You Don’t Need To Feel Guilty or Say ‘I’m Fine’ When Asked About Your Chronic Illness
When initially diagnosed with rheumatoid arthritis at 22 years old, I often wondered why I felt guilty for sharing that I have a chronic illness with others. Why do I feel sad for others when I share that my ongoing treatment involves immense daily symptom management, weekly methotrexate (a chemotherapeutic drug), frequent injections, testing and limiting sun exposure? These questions are something that I pondered often during the first few months after my initial diagnosis in 2018. Initially, I thought my concern for others and way of thinking was wrong and needed to be changed. After immense reflection then and now two years later, I no longer wish to change my way of thinking.
I have discovered that I feel empathy for those who listen to my story because there is always the chance it will strike a chord with them as it does for me. Hearing my experience solidifies for many that, to a certain degree, we have a false sense of control over one’s own health. It is scary to think that, one day, they too could wake up facing a similar reality to mine. Another possibility is that hearing my story may raise greater awareness and appreciation of things they once took or currently take for granted, yet which I personally long for (e.g., soaking up the sun, pain-free days, no nausea or quality sleep).

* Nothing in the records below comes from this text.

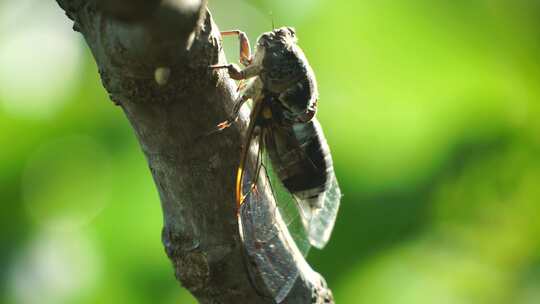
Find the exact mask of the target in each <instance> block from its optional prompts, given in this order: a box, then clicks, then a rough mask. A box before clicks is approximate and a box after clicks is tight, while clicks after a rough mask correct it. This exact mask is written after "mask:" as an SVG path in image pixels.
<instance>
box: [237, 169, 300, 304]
mask: <svg viewBox="0 0 540 304" xmlns="http://www.w3.org/2000/svg"><path fill="white" fill-rule="evenodd" d="M263 171H265V169H264V167H263V168H261V172H260V173H259V174H260V175H259V178H258V179H257V186H256V188H254V189H253V188H252V186H251V184H250V183H249V182H246V184H245V185H246V187H244V189H246V190H247V191H248V192H247V195H246V197H245V199H244V201H243V203H242V205H241V206H240V210H239V225H240V234H241V236H242V240H243V244H244V247H245V250H246V254H247V259H248V263H247V268H248V270H249V272H250V275H251V277H252V282H253V284H254V285H255V286H256V287H257V289H258V290H259V291H261V292H267V293H268V296H270V297H272V298H273V299H274V300H275V301H276V303H280V302H282V301H283V299H285V297H286V296H287V295H288V294H289V292H290V290H291V288H292V287H293V285H294V283H295V282H296V279H297V278H298V275H299V269H298V263H297V261H298V259H302V254H301V252H300V251H299V249H298V247H297V246H296V243H295V241H294V240H293V239H292V237H291V235H290V234H289V231H288V230H287V228H286V223H285V222H284V219H283V217H282V216H281V213H280V211H279V209H278V208H277V207H276V201H275V197H274V194H273V193H272V191H271V190H270V189H271V187H270V184H269V183H270V182H269V180H268V179H267V178H266V173H265V172H263ZM254 172H257V171H256V170H249V169H247V170H246V172H245V174H244V175H245V179H246V181H248V180H253V176H254V174H255V173H254ZM257 274H258V275H257ZM255 278H262V282H260V281H258V280H256V279H255ZM261 283H262V284H263V285H264V286H260V285H261Z"/></svg>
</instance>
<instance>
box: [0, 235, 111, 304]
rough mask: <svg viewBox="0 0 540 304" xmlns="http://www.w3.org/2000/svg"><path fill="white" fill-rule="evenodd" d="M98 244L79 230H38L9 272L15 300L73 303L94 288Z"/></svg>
mask: <svg viewBox="0 0 540 304" xmlns="http://www.w3.org/2000/svg"><path fill="white" fill-rule="evenodd" d="M97 253H98V252H97V250H96V248H95V245H94V244H93V242H91V240H90V239H89V238H88V237H86V236H85V235H82V234H79V233H51V232H43V231H42V233H40V234H38V235H37V236H36V238H35V239H33V240H32V241H31V242H30V243H29V244H28V246H27V247H26V248H24V249H23V250H22V252H21V253H20V254H18V255H17V257H16V259H15V261H14V263H13V265H12V268H11V269H10V272H9V281H8V282H9V283H8V291H9V296H10V298H11V300H13V303H19V304H34V303H40V304H56V303H73V301H74V300H75V298H76V297H80V296H81V295H84V294H85V292H88V291H90V290H92V289H93V288H95V287H96V286H97V283H98V281H99V280H98V279H99V277H100V276H101V273H102V271H101V268H102V266H101V264H102V263H101V259H100V258H99V256H98V254H97Z"/></svg>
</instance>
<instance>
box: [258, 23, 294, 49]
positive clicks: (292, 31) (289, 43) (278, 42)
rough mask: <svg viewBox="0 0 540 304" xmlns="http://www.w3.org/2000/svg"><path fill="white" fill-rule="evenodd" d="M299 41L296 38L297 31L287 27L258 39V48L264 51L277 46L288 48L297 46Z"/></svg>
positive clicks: (275, 30) (266, 32) (265, 33)
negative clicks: (261, 48)
mask: <svg viewBox="0 0 540 304" xmlns="http://www.w3.org/2000/svg"><path fill="white" fill-rule="evenodd" d="M297 41H298V39H297V38H296V31H295V30H294V28H292V27H289V26H285V27H280V28H277V29H275V30H273V31H271V32H266V33H263V34H262V35H261V36H260V37H259V39H257V47H262V48H264V49H267V48H270V47H273V46H277V45H282V46H285V47H287V46H290V45H293V44H296V43H297Z"/></svg>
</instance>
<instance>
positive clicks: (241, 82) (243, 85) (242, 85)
mask: <svg viewBox="0 0 540 304" xmlns="http://www.w3.org/2000/svg"><path fill="white" fill-rule="evenodd" d="M245 87H246V82H245V81H244V80H243V79H242V80H240V83H238V87H237V88H236V92H240V90H243V89H244V88H245Z"/></svg>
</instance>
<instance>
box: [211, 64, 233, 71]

I can almost immediately notice the impact of sharing my experiences with others by the change of expression on their faces or shifts in their body language, a change in the tone of their voice or lack thereof, and often feel it as the entire dynamic our conversation shifts. For these reasons I no longer question why I empathize with those who listen or those who are curious to learn about my story because even though I have accepted the unforeseen changes and uncertainty, it does not mean they have. There is nothing wrong with feeling concerned for others who learn about what your day-to-day battles involve or what your treatment regime includes because as it was terrifying, shocking and unbelievable for me to wake up two years ago facing a new way of life in a matter of hours; it is also all of these things for them to try to understand, learn and emotionally process.
All chronic conditions aside, we are often asked, on a daily basis, by those we interact with or those we are close to, “how are you doing?” and we automatically respond with “I’m fine” or “I’m good.” As individuals coping with chronic conditions and daily agony, “I’m fine” naturally becomes the instinctive response. This occurs for a multitude of reasons including avoidance of receiving replies of pity or minimizing having to over-explain your experiences. Perhaps you may not mentally be in the mindset to educate, to reduce the amount of unsolicited advice given in return, and/or fear that the question asked was out of courtesy rather than a genuine interest in your well-being. The list is full of endless possibilities as to why you may refrain from being as transparent as you may hope to be and limit how much of your reality you share. It may simply be easier not to share or perhaps it actually prevents further frustration, thus limiting the hindrance on your mental health.
We are so conditioned to say that we are fine that when we truthfully share “I’m not OK” or “I’m actually not doing so grand,” the truthful reply comes as a surprise to those who initially inquired. Whether you choose to downplay your current experience for any of the aforementioned reasons, that is more than OK! Preserving your mental well-being is paramount and we all cope in different ways. It is also important to consider what may happen if you allow yourself to open up a bit more; when genuinely opening up, it may lead you to acknowledge your own resilience. To your health care team, it could increase quality of care. To your support systems, you may receive more compassion or encouragement. To your superiors at work or in academic settings, you may be surprised how accommodative individuals can be if given a glimpse into your lived reality. Despite us carrying what we cope with very well, it does not mean what we carry is any less heavy.
I feel these situations present us with an opportunity to grow ourselves, but to also build others up by sharing how I’ve continued to persevere and grow in the face of adversity. To share my interests that span far beyond my illness and to spark hope that even if it may seem unfathomable some days, it is possible to reach your goals with continued support and strength from those who love and care about you. Next time someone asks “how are you,” and they are someone you believe to be in your corner, I encourage you to share a little bit more than “I’m fine.” You may be surprised who wants to truly try to understand how things impact you. It’s impossible to know what’s on the other side of a closed door.